On June 7, the final six student leaders of the 10-month strike at the National Autonomous University of Mexico (UNAM) were released from prison. The six had been among the hundreds of General Strike Council (CGH) leaders and activists arrested after troops stormed the campus in February.

Five hundred students welcomed the six as they left the prison in the early morning hours.

The CGH waged a four-month campaign to win their comrades' release. While some had been offered release earlier, the leaders pledged to stay in prison until all were released.

Although none of the activists remain in prison, hundreds are still under legal restrictions because they participated in the strike. "More than 250 comrades still find themselves within the penal process, with their political rights suspended," CGH leaders explained in a June 7 news release. "Although for the moment they are out of prison, the judgment against them continues and they can be jailed again."

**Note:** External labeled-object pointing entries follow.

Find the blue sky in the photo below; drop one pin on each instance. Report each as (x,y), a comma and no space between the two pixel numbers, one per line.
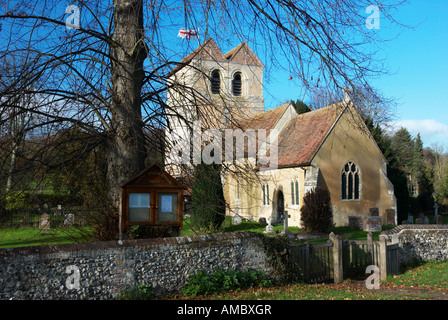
(418,64)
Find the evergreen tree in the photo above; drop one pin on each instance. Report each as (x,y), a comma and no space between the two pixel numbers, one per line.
(422,175)
(403,148)
(300,106)
(207,199)
(396,176)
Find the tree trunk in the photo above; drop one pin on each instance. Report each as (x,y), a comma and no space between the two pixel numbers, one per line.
(126,150)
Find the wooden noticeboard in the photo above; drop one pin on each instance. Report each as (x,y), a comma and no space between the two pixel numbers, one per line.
(153,197)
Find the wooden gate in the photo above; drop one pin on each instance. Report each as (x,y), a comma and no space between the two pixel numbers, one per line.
(315,261)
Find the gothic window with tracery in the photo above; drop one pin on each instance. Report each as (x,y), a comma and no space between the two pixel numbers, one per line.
(350,181)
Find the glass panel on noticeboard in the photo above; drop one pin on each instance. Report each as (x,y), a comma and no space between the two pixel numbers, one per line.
(167,210)
(139,207)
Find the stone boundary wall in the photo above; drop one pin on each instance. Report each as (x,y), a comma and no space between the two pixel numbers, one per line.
(106,268)
(420,242)
(366,223)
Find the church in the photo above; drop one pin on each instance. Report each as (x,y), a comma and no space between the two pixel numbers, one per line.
(329,147)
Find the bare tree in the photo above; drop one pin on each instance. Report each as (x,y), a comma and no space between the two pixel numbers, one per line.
(108,76)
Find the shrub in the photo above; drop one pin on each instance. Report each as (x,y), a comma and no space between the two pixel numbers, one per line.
(140,292)
(207,199)
(316,213)
(220,281)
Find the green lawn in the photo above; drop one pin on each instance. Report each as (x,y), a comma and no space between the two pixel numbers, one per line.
(428,281)
(35,237)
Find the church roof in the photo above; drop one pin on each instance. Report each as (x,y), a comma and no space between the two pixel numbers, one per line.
(243,54)
(209,50)
(302,137)
(264,120)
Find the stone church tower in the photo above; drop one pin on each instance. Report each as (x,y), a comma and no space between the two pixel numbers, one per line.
(217,89)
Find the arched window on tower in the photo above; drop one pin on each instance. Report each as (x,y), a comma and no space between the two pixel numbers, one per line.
(216,82)
(350,181)
(236,84)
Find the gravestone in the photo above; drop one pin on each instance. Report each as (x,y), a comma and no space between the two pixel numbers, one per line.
(269,228)
(58,211)
(69,220)
(373,212)
(390,216)
(285,222)
(236,219)
(44,222)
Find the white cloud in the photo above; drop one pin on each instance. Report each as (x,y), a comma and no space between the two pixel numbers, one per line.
(431,131)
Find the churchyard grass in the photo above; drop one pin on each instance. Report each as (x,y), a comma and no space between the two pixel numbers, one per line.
(426,281)
(23,237)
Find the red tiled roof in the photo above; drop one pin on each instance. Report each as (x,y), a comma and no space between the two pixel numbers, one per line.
(243,54)
(265,120)
(209,50)
(301,138)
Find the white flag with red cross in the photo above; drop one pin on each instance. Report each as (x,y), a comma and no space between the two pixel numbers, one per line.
(188,34)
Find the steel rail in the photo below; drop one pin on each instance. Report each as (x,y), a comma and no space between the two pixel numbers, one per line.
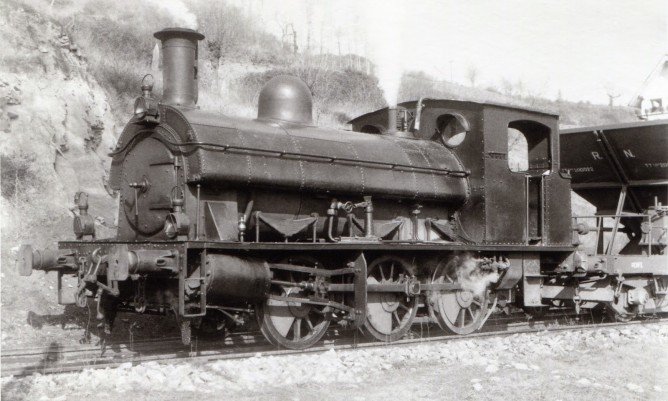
(20,364)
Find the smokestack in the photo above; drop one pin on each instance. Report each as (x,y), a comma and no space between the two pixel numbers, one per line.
(179,65)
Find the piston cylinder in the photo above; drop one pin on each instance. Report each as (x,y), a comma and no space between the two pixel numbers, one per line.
(234,278)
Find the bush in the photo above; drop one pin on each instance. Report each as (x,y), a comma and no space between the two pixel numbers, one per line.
(18,176)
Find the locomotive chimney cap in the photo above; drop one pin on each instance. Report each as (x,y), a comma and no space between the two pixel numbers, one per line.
(286,98)
(182,32)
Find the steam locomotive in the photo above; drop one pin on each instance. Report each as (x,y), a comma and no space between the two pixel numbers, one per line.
(416,212)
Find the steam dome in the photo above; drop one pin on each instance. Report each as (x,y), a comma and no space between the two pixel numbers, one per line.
(286,98)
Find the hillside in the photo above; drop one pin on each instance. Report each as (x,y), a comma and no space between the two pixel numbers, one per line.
(68,75)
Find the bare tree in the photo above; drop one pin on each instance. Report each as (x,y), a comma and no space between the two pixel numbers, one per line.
(472,74)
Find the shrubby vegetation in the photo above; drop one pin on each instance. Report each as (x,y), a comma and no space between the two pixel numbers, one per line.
(116,37)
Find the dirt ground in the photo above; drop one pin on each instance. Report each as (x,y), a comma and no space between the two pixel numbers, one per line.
(604,364)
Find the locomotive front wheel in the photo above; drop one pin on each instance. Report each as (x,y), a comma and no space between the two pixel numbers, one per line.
(389,314)
(458,311)
(292,325)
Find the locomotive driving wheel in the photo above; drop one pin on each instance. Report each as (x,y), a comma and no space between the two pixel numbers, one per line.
(389,314)
(288,324)
(457,311)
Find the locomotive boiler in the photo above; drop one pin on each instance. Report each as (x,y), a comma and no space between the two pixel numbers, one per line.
(418,211)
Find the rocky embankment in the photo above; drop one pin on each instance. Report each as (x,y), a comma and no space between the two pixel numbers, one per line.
(56,128)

The CGH waged the strike at UNAM to defeat a massive tuition increase and to institute democratic changes within the university, which is considered one of Latin America's premier educational institutions. While the strike was broken with the tear gas and batons of riot police, the CGH struggle is still alive.

Students are now pressing to have all legal proceedings against more than 600 student participants dropped.

EAST TIMOR

Fuel protest

Hundreds of taxi and van drivers blocked traffic in central Dili, the capital of East Timor, on June 7. The transport workers were protesting a fuel price hike.

East Timor is occupied by United Nations troops who moved in after the population voted for independence from Indonesia last year. The UN now administers East Timor.

One protester was arrested for kicking a UN cop--a member of the U.S. division of the occupation force.

SLOVENIA

Workers demand higher pay

Unionists in Ljuubljana, Slovenia, staged a protest rally against low wages on June 14.

The 2,500 workers also called on bosses to take inflation into account in computing raises. Unions complain that wages are too low to support the workers in the former autonomous region of Yugoslavia.

BOSNIA

Wage protests spread

Bosnia, once a relatively prosperous region of Yugoslavia, is now a military protectorate of the Pentagon and NATO. Workers are beginning to learn the results of dismantling the socialist-based economy.

As in the former Soviet Union, thousands of workers routinely go without pay for months. On June 14, hundreds blocked traffic in the eastern city of Tuzla to demand months of back pay. Nearby, workers at the Lukavac soda factory walked off the job. They had not received a paycheck for six months. Three Lukavac workers blocked a road linking the capital city of Sarajevo with Croatia.

Eight hundred workers at two coal mines in Zenica went on strike on June 12. They demanded mine-safety equipment, and to be paid their April wages. The government agreed to pay the wages "in principle"--but the miners refused to go back to work until they had the guarantee in writing.